Deft Dining Rule #233:

Dishes with colorful names are divided into two categories: the delicious and the terrible. There is no in-between. The very fact that it has an unusual name means the dish makes a big flavor statement.

Food At War

On this day in 1943--right in the middle of World War II--meat, cheese, and butter began to be rationed in the United States. The weekly ration for meat per person was 28 ounces. That was more of a hardship then than it would be now, because the American diet then was more meat-based. A large percentage of the American public now eats far less than 28 ounces of meat a week, by choice. Seafood eaters fared well during rationing. Fish and shellfish never were rationed, even though they were in shorter supply.

Roots Of Creole Cooking

Adrien de Pauger landed at what would become New Orleans on this date in 1721. He laid out the original street plan of the French Quarter. For his efforts he has a street named after him in the Marigny. A curiosity of a rough layout of his drawing is a note pointing to the block of Royal between Conti and St. Louis Streets. It says, "Good but expensive breakfast joint here."

Annals Of Soft Drinks

Today in 1886 druggist John S. Pemberton began advertising a new brain tonic and intellectual beverage (as he called it), made from kola nuts and containing a cocaine precursor. He named it Coca-Cola. He did not make much money with it, because before the stuff hit really big, Pemberton sold the formula to Asa Candler, who was the marketing genius.

The Old Kitchen Sage Sez:

If you add Coca-Cola or anything like it to a recipe, you may be doing so just so you can say, "Oh, yes, I make my ham glaze with root beer."

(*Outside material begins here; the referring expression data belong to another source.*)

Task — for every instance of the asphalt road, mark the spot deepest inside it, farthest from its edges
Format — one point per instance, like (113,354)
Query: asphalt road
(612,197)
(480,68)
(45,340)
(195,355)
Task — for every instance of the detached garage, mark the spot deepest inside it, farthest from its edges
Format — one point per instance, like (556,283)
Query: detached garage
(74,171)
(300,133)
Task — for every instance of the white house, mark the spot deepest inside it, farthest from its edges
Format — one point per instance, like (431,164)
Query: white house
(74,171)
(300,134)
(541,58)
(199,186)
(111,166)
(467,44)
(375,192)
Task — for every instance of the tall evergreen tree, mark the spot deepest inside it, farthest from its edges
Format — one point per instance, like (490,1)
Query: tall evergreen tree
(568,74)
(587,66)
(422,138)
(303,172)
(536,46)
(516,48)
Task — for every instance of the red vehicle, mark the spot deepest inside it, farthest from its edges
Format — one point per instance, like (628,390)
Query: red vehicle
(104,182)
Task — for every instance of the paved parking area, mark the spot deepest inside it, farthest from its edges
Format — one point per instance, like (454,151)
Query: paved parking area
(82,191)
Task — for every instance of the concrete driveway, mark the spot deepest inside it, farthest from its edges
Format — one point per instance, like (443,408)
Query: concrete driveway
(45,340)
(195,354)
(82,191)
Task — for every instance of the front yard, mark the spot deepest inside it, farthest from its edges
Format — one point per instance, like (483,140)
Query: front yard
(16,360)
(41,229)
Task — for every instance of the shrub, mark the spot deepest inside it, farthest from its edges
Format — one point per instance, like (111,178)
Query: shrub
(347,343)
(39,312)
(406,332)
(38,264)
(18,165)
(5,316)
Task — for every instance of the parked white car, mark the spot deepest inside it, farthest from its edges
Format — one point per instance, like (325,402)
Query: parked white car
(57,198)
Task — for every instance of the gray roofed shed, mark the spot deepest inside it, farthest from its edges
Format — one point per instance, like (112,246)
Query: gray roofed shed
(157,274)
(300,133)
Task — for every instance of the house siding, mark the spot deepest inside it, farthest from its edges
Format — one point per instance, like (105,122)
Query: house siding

Music To Eat With Your Man By

Today in 1918, actress and blues singer Pearl Bailey was born. "I don't like to say that my kitchen is a religious place," she said, "but I would say that if I were a voodoo priestess, I would conduct my rituals there." Pearly Mae was a frequent performer at the Blue Room of the old Fairmont Hotel here. In her honor the hotel named its twenty-four-hour restaurant after her. The restaurant outlived its namesake by a few years, but ultimately closed. After the Waldorf-Astoria arm of Hilton took over the old Fairmont and re-renamed it The Roosevelt, the space where Bailey's once was was turned over to Chef John Besh, who installed his Italian restaurant Domenica there.

Words To Eat By

"Food history is as important as a baroque church. Governments should recognize cultural heritage and protect traditional foods. A cheese is as worthy of preserving as a sixteenth-century building."--Carlo Petrini, the founder of the Slow Food Movement.

Words To Drink By

"Popularity, I have always thought, may aptly be compared to a coquette—the more you woo her, the more apt is she to elude your embrace."--John Tyler, tenth U.S. President, born today in 1790.